Die Fotoserie „Marcas“ (Zeichen) von Manuel Piña (1958), die ein verlassenes Militärgelände auf Kuba zeigt, macht auf den ersten Blick einen erschreckend tristen Eindruck und ohne zu wissen, was und wo das ist, spürt der Betrachter die Verlassenheit und Missbrauchtheit des Ortes, erst mit der Zeit kristallisiert sich die Landschaft als ein Ort der Ruhe und der Einsamkeit heraus.
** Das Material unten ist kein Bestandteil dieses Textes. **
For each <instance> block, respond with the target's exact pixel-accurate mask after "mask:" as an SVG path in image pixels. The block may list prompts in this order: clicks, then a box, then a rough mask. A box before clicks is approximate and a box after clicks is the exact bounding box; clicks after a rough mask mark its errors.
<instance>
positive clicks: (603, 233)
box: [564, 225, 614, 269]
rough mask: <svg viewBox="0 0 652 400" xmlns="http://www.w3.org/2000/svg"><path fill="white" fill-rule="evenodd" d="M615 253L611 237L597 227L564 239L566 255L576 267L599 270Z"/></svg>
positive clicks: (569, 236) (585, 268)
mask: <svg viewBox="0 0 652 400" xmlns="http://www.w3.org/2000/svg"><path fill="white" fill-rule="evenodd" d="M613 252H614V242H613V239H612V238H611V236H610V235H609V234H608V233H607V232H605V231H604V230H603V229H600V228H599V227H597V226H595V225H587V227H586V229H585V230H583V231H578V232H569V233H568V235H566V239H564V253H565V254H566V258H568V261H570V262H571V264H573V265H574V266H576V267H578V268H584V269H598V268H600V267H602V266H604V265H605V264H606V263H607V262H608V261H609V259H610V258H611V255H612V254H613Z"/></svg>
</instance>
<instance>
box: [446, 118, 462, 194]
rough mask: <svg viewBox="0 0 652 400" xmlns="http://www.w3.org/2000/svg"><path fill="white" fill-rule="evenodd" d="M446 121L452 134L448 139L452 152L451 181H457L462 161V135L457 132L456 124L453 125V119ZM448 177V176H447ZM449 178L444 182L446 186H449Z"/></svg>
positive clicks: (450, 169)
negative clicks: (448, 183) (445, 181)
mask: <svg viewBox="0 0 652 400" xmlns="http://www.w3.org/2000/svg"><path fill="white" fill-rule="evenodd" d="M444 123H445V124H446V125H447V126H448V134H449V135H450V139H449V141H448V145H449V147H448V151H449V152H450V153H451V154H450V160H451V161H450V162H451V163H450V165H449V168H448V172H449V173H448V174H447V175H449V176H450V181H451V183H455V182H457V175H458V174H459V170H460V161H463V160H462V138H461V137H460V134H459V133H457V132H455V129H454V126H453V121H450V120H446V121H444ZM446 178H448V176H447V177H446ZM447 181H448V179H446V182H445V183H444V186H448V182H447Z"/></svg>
Luis Gómez (geb. 1968) Videoinstallation „No Place II“ ist der zweite Teil einer Videotrilogie, die sich mit Phänomenen der Wahrnehmung, der Illusion und auch der Schönheit auseinandersetzt. Luis Gömez hat eine Nacht lang den Vollmond über Kuba mit einer Videokamera aufgenommen, dann dieses Band auf eine Dauer von zwei Stunden geschnitten. Das Bild des Mondes wird nun auf einer Projektionsfläche wieder auf die Wand zurückgeworfen. Groß und still erscheint das Abbild des Mondes – wiederum ein „Nicht-Ort“ – der, so der Künstler: „zugleich ein Ort der Phantasie, der geheimen Wünsche und Träume ist. Ein Ort der Sehnsucht und Utopie, der nicht zu greifen ist, aber das Überleben ermöglicht.“

Einem typischen Phänomen der Mangelgesellschaft ist die Arbeit von Ouisqueya Henriquez (geb. 1966) entsprungen. Es besteht darin, dass alle vorhandenen Gegenstände dahingehend geprüft werden, ob aus ihnen nicht noch etwas anderes – zur Zeit nicht vorhandenes – gemacht werden könnte. So fertigt sie mit Ironie und lustbetont aus einer Vielzahl von Sportbällen die verschiedensten „nützlichen“ und weniger nützlichen Objekte, wie Eierbecher, Nadelkissen, Schirmständer, Blumenvase oder auch einfach nur dekorative Objekte.

Ganz anders dagegen Tania Bruguera (geb. 1968), die nicht erst seit der Teilnahme an der (d)OCUMENTA 11 zu den international angesehensten Künstlerinnen ihrer Generation zählt. Arbeitete sie bisher in ihren Performances in schonungsloser und drastischer Art und Weise mit dem Körper, so zeigt sie in dieser Ausstellung eine dreiteilige Videoarbeit, die durch ihre eindrucksvolle, minimalistische Inszenierung ein Sinnbild für die psychische Befindlichkeit der kubanischen Gesellschaft unter den gegenwärtigen politische, wirtschaftlichen und sozialen Bedingungen ist. Die Künstlerin verlangt dem Besucher Zeit ab, ein schneller Blick genügt nicht. Erst wenn der Betrachter selbst zur Ruhe gekommen ist, entfaltet sich die Wirkung. Es ist eine ihrer intensivsten und eindringlichsten Arbeiten, die sie bisher geschaffen hat.